Exhibitions

All Things Emerson – Bromo History Museum Expansion

Date: Saturday, April 27, 2019
Time: 11am-3pm
 
The Bromo History Museum expands to include “All Things Emerson,” a permanent display of historical artifacts and objects from Captain Isaac Edward Emerson, inventor of the headache remedy Bromo-Seltzer and builder of the Bromo Seltzer Tower. Located on the 15th floor, “All Things Emerson” will move into a brand new space alongside the Maryland Glass Room. 
 
The expansion highlights Emerson’s business endeavors in Baltimore including the Emersonian Apartment Building, the Emerson Hotel, his country home Brooklandwood and other personal assets.
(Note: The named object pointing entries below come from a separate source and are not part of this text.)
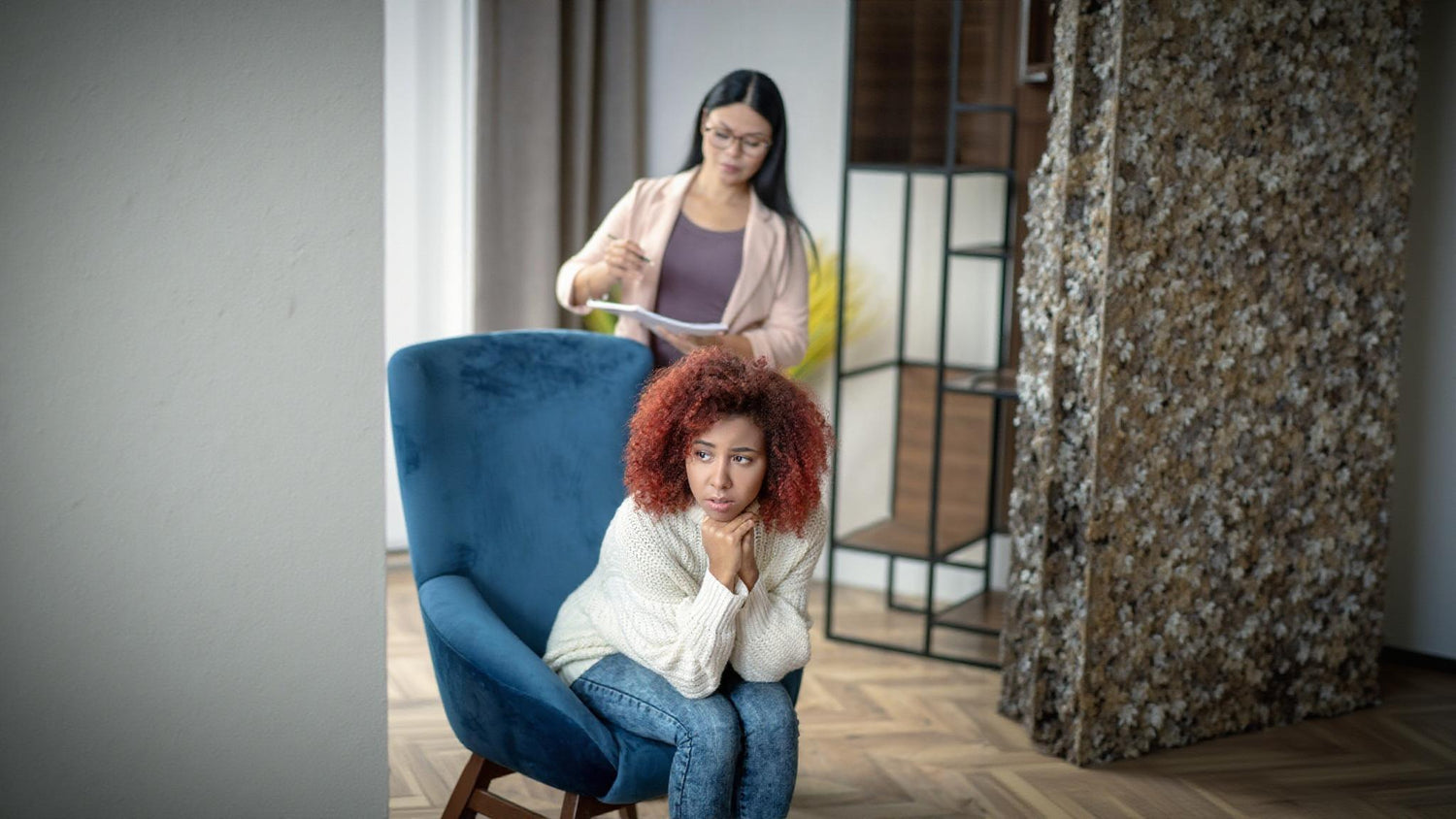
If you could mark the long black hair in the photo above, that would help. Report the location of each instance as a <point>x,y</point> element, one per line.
<point>771,182</point>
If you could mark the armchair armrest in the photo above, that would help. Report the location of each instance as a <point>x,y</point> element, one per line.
<point>503,702</point>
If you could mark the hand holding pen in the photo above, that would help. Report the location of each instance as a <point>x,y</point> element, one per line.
<point>625,262</point>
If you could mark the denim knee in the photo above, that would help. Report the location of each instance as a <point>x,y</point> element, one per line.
<point>766,713</point>
<point>712,729</point>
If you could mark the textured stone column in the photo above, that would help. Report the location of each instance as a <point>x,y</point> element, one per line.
<point>1210,313</point>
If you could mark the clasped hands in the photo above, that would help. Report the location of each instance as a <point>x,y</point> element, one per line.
<point>730,550</point>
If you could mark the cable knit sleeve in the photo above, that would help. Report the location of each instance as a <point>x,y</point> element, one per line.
<point>660,612</point>
<point>774,624</point>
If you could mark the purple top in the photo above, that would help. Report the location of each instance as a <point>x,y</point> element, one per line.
<point>699,270</point>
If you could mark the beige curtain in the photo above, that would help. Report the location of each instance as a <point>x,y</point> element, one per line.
<point>559,101</point>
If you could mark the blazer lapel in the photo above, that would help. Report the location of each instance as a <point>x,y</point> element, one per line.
<point>757,245</point>
<point>660,218</point>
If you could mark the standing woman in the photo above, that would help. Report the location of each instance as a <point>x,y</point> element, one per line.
<point>716,242</point>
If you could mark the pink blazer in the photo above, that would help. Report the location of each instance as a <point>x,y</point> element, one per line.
<point>769,305</point>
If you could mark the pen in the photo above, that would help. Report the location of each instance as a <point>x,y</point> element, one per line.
<point>614,238</point>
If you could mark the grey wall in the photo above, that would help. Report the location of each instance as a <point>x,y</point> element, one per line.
<point>191,277</point>
<point>1420,606</point>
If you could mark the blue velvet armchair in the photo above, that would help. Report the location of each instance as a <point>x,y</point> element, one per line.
<point>510,469</point>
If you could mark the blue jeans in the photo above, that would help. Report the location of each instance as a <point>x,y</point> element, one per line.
<point>737,748</point>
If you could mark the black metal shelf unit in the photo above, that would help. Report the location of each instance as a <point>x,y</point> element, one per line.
<point>929,542</point>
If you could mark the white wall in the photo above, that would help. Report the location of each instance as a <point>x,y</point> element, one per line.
<point>428,172</point>
<point>191,294</point>
<point>1420,600</point>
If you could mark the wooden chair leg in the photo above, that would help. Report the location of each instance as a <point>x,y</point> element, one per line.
<point>471,793</point>
<point>579,806</point>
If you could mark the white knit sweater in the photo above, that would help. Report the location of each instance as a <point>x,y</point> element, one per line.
<point>652,600</point>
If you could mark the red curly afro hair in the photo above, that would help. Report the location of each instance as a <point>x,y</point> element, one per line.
<point>698,392</point>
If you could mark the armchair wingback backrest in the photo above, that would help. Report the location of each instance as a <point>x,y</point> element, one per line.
<point>510,460</point>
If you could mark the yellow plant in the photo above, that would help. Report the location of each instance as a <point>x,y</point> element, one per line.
<point>824,313</point>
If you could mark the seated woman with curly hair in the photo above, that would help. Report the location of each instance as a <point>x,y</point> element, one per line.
<point>698,604</point>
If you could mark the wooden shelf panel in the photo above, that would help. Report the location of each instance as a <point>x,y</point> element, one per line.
<point>998,384</point>
<point>906,539</point>
<point>977,612</point>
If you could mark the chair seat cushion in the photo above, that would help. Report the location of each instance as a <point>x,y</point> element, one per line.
<point>504,704</point>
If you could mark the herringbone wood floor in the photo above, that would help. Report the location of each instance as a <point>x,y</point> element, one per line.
<point>887,735</point>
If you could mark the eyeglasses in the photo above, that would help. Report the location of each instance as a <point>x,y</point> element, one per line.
<point>721,139</point>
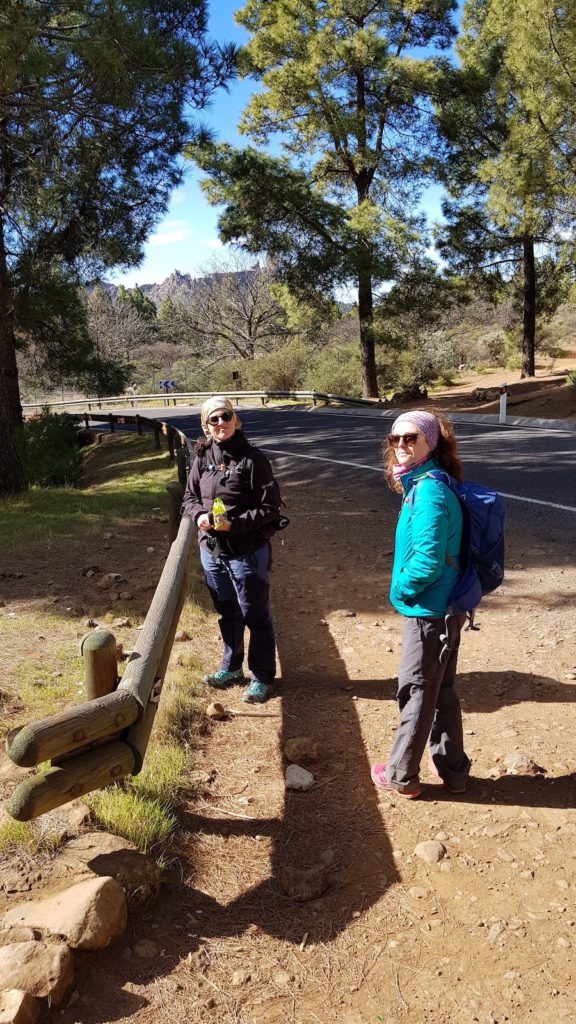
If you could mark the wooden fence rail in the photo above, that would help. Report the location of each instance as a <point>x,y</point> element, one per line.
<point>105,738</point>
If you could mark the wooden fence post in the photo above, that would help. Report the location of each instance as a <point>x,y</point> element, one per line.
<point>100,667</point>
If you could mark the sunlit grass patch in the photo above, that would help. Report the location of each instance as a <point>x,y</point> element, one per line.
<point>17,835</point>
<point>163,773</point>
<point>129,478</point>
<point>146,821</point>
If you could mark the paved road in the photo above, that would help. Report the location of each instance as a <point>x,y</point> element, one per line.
<point>534,467</point>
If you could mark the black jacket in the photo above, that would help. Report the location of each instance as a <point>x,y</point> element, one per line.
<point>240,474</point>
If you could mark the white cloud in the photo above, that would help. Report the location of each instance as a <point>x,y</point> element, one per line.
<point>170,232</point>
<point>210,243</point>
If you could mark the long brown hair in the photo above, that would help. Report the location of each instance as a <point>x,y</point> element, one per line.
<point>445,454</point>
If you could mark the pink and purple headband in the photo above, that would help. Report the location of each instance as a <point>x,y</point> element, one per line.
<point>425,422</point>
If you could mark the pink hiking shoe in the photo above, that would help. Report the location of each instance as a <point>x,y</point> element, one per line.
<point>379,778</point>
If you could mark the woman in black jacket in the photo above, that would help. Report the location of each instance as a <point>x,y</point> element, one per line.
<point>235,548</point>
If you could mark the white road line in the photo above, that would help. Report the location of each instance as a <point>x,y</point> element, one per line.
<point>378,469</point>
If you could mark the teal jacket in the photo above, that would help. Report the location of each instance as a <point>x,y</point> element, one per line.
<point>429,528</point>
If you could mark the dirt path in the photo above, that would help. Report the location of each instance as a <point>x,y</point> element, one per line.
<point>488,934</point>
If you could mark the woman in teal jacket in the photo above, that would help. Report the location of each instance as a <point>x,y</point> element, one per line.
<point>425,568</point>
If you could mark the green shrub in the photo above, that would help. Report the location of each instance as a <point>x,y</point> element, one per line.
<point>49,450</point>
<point>283,370</point>
<point>336,370</point>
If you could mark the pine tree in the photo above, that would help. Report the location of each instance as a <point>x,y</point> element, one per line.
<point>507,195</point>
<point>344,85</point>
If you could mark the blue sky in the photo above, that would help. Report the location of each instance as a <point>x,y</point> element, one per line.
<point>187,239</point>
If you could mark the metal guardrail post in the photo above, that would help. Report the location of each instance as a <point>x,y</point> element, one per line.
<point>181,464</point>
<point>175,495</point>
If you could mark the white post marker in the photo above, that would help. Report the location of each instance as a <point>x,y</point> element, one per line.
<point>503,399</point>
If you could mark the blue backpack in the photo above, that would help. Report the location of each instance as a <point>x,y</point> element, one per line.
<point>482,552</point>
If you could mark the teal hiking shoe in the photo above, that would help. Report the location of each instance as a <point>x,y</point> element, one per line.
<point>256,692</point>
<point>221,679</point>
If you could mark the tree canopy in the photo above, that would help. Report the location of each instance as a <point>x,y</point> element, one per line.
<point>95,105</point>
<point>510,193</point>
<point>345,87</point>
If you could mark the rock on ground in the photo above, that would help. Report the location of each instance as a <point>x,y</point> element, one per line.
<point>89,914</point>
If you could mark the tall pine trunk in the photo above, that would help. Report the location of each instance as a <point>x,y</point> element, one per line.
<point>366,316</point>
<point>529,325</point>
<point>11,472</point>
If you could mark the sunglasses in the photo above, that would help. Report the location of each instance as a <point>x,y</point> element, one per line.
<point>395,439</point>
<point>224,417</point>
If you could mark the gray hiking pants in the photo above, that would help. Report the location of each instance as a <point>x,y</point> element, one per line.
<point>429,709</point>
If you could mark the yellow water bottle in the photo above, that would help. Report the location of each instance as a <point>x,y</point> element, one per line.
<point>218,510</point>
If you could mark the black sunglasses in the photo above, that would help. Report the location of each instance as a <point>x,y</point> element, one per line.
<point>395,439</point>
<point>224,417</point>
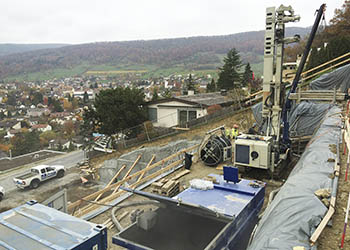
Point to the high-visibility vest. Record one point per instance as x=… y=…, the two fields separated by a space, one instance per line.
x=234 y=132
x=228 y=132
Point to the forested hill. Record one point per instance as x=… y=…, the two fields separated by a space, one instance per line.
x=203 y=52
x=12 y=48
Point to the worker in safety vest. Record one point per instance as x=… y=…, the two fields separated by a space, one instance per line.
x=228 y=133
x=234 y=132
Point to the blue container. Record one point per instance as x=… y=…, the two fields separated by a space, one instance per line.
x=219 y=218
x=37 y=227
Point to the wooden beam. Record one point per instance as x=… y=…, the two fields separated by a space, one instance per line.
x=129 y=171
x=149 y=164
x=94 y=195
x=179 y=175
x=179 y=128
x=319 y=66
x=319 y=72
x=111 y=197
x=112 y=180
x=329 y=213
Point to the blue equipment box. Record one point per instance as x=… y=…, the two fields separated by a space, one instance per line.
x=218 y=218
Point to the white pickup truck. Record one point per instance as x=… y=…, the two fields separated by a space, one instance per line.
x=39 y=174
x=2 y=193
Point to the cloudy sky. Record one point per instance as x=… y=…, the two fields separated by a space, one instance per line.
x=83 y=21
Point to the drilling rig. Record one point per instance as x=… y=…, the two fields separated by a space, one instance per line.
x=270 y=150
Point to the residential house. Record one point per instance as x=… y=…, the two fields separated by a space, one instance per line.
x=179 y=110
x=37 y=112
x=42 y=127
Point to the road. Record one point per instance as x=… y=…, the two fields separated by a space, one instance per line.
x=68 y=160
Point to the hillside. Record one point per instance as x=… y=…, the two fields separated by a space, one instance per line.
x=157 y=56
x=11 y=48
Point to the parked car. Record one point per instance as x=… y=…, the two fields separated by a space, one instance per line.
x=39 y=174
x=2 y=193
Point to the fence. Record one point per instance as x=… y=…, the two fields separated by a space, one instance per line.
x=146 y=132
x=32 y=153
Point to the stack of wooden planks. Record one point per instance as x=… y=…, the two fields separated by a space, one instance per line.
x=168 y=187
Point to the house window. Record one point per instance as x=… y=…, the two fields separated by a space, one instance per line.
x=192 y=115
x=152 y=114
x=186 y=115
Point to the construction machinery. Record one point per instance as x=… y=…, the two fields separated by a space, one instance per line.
x=215 y=147
x=270 y=149
x=218 y=215
x=33 y=226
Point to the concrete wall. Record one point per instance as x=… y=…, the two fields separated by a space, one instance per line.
x=111 y=167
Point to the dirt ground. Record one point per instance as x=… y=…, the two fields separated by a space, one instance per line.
x=6 y=164
x=71 y=181
x=330 y=238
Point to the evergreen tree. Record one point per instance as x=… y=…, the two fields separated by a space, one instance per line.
x=86 y=97
x=116 y=109
x=155 y=94
x=229 y=77
x=247 y=75
x=166 y=93
x=190 y=84
x=211 y=87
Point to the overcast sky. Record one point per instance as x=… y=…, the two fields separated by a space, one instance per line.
x=83 y=21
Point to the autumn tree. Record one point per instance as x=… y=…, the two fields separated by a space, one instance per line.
x=229 y=78
x=46 y=137
x=115 y=110
x=166 y=93
x=247 y=75
x=67 y=105
x=211 y=87
x=190 y=83
x=155 y=96
x=37 y=98
x=68 y=128
x=23 y=143
x=86 y=97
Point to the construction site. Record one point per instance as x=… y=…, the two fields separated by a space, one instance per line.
x=279 y=182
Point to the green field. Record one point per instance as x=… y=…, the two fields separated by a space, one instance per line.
x=50 y=74
x=139 y=71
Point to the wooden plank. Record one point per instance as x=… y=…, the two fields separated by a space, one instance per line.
x=179 y=128
x=319 y=66
x=319 y=72
x=329 y=213
x=168 y=185
x=129 y=171
x=112 y=180
x=94 y=195
x=111 y=197
x=123 y=215
x=179 y=175
x=323 y=223
x=149 y=164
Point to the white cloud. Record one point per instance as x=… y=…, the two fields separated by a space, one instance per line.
x=78 y=21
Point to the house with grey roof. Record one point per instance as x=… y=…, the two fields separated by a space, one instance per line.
x=170 y=112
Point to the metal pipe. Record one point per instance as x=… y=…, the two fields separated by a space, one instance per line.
x=287 y=105
x=137 y=203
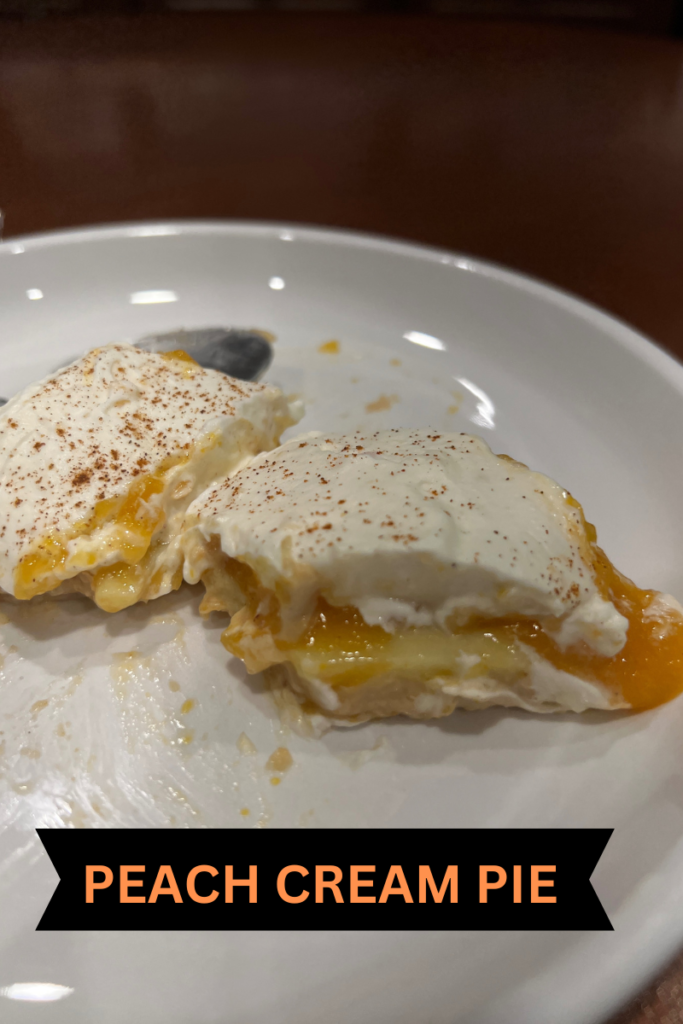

Prominent items in the collection are a large, leather-bound photograph album of past U.S. presidents signed by the 28th president Woodrow Wilson, postcard correspondences from Mr. Joseph Hinds, the President of the Emerson Drug Co. and Isaac Emerson’s key to his family mausoleum in Greenmount Cemetery on North Avenue.  

Relive the Moment

Date: Saturdays, April 27-August 31
Time: 11am-4pm
 
Bromo Seltzer Arts Tower resident artist Marianna Mills' imagination is on full display in Relive the Moment, where a digital canvas lets viewers experience what the artist saw as she began to create her artwork. The Hungarian-born, Baltimore-based, self-taught artist exercises her artistic freedom through the use of various media.

Lateral Distance

Opening Reception: Saturday, November 3, 2018, 5-7pm

Bromo Seltzer Arts Tower presents “Lateral Distance,” an exhibition by artist Amy Wetsch, on view Saturdays from October 27, 2018 through April 20, 2019 from 11am to 4pm.

Lateral Distance is an exhibition of works by Amy Wetsch, a MFA candidate at MICA’s Mount Royal School of Art, created in response to her recent experience working with Dr. Sarah Hörst, a Planetary Scientist at Johns Hopkins University. The focus of their research is Saturn’s largest moon, Titan, and it’s physical characteristics and processes that resemble those of our home planet, Earth. Although scientists know much about Titan, the moon is difficult to observe because of the dense atmospheric haze, which encapsulates Titan’s intriguing surface. If we were able to further explore this moon, what would we discover? While interpreting the extreme science of planetary exploration, Wetsch has created a large-scale installation, sculptural objects and drawings that aim to capture her imagined essence of Titan, as well as the wonder and grandeur of our solar system.